The excision repair cross-complementation group 1 (ERCC1) protein is the key enzyme of the nucleotide excision repair (NER) pathway. Loss of protein expression on immunohistochemistry is predictive for platinum-based chemotherapy response. Frequently, the diagnosis of malignancy is made on cytologic effusion samples. Therefore, we evaluated the staining quality of monoclonal anti-ERCC1 antibodies 8F1 and D-10 on microarrays of malignant pleural and peritoneal effusions by automated immunochemistry.
Cores from effusion cell blocks of 117 patients with > 40 malignant cell clusters per whole section (pleural n = 75, peritoneal n = 42) were assembled together with 30 histologic control cores from large tissue blocks (lung, breast and ovarian carcinoma, each n = 10) on hybrid cytology-tissue microarrays (C/TMA). Four immunochemistry protocols (Mab 8F1 and D-10, CC1-mono Ventana and H2-60 Bond automat) were performed. Immunoreactivity was semi-quantitatively scored for intensity and intensity multiplied by percentage staining (H-score).

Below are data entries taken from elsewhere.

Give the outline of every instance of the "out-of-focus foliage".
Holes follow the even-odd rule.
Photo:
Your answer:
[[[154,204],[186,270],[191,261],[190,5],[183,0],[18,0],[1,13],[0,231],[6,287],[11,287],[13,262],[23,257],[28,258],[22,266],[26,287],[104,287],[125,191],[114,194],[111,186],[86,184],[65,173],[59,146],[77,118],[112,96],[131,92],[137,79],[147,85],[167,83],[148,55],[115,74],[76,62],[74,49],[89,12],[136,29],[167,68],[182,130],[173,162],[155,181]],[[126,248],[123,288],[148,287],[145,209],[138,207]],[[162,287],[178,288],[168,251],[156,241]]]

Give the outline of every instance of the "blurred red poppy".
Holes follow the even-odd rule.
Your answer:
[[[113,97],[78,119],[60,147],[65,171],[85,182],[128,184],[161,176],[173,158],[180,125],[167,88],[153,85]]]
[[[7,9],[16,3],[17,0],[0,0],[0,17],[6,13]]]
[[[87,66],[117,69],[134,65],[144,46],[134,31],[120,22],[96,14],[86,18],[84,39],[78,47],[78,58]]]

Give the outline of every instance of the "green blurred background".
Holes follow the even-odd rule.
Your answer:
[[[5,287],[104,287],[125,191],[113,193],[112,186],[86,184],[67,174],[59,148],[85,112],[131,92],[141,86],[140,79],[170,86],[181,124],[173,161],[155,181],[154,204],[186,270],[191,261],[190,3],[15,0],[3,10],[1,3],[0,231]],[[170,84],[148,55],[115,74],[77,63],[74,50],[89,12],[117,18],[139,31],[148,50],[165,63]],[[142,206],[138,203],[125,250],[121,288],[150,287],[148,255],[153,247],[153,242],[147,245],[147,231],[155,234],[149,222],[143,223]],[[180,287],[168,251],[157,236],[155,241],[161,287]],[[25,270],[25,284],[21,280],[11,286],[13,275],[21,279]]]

Tumors were classified into female genital tract carcinoma (n = 39), lung adenocarcinoma (n = 23), mesothelioma (n = 15), unknown primary (n = 14), breast carcinoma (n = 10), gastro-intestinal carcinoma (n = 12) and other (n = 4). On both platforms, reproducible nuclear ERCC1 immunoreactivity was achieved with both antibodies, although D-10 was slightly weaker and presented more background staining as well as more variation in the low expression range. No significant differences were found between cytologic and histologic cores. Using the 8F1 CC1-mono protocol, lung and breast carcinomas had lower ERCC1 expression in comparison to the other entities (p-value < 0.05).
Cytology microarrays (CMA) are suitable for investigation of clinical biomarkers and can be combined with conventional TMA's. Dichotomization of ERCC1 immunoreactivity scores is most suitable for patient stratification since definition of negativity is antibody-dependent.